The Genesis Flood: The Biblical Record and Its Scientific Implications - Reception

Reception

Several dozen Christian magazines reviewed the book and generally praised its defense of the scriptural account of the Flood, although few seemed to understand that accepting Whitcomb and Morris meant rejecting the day-age and gap theories. Christianity Today, the most important evangelical magazine of the period, published a tepid review that did not address issues raised by the book but instead criticized the authors for using secondary sources and taking arguments out of context. The American Scientific Affiliation featured two hostile reviews, and in 1969, the ASA Journal published a highly critical commentary by J. R. van der Fliert, a Dutch Reformed geologist at the Free University of Amsterdam, who called Whitcomb and Morris "pseudo-scientific" pretenders. "To ensure that no readers missed his point," the journal "ran boldfaced sidebars by evangelical geologists applauding van de Fliert's bare-knuckled approach."

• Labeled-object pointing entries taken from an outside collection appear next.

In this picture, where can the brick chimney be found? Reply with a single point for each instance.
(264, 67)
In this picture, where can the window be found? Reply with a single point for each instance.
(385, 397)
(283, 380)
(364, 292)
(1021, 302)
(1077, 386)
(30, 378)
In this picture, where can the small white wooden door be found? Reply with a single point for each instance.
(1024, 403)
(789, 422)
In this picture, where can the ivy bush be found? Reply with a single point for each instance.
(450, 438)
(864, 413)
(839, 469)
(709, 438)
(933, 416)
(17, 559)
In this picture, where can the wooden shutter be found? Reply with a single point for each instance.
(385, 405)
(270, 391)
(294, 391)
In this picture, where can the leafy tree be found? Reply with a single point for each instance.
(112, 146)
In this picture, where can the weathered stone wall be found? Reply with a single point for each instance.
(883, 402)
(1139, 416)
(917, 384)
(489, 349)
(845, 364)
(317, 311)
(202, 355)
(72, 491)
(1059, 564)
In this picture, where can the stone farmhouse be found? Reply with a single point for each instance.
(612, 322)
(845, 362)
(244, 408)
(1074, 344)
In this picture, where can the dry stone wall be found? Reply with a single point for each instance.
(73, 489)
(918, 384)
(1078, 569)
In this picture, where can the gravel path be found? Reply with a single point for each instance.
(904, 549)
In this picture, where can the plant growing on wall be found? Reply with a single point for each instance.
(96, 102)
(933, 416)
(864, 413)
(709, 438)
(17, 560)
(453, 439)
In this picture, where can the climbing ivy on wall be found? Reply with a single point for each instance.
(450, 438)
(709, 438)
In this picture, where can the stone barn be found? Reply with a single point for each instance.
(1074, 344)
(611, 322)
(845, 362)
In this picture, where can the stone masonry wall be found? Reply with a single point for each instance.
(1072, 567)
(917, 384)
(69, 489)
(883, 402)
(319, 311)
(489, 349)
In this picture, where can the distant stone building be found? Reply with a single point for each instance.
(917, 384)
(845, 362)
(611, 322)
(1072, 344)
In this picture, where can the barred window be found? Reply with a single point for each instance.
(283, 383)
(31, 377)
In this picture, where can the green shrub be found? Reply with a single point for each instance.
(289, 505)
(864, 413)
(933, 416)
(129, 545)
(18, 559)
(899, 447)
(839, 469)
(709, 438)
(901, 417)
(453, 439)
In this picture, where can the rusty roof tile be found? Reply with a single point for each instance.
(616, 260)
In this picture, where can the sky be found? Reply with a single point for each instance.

Outside conservative religious circles, The Genesis Flood created "hardly a ripple of recognition." It was ignored by mainstream geology journals; less accountably, it also remained unreviewed in any of the dozens of periodicals covered by Book Review Digest. At a talk given to the large Houston Geological Society, Morris was ridiculed by the president in his introduction, and Morris's call for questions at the conclusion produced none, because as one member said, the audience was "too stunned to speak." Nevertheless, the National Center for Science Education criticized the The Genesis Flood for misquoting scientists and taking their remarks out of context.

Whitcomb and Morris "attributed the impasse between themselves and their critics to competing cosmologies." They argued that the term science could refer only to "present and reproducible phenomena" and that contemporary geologists who discussed the history of the earth were thereby operating as non-scientists.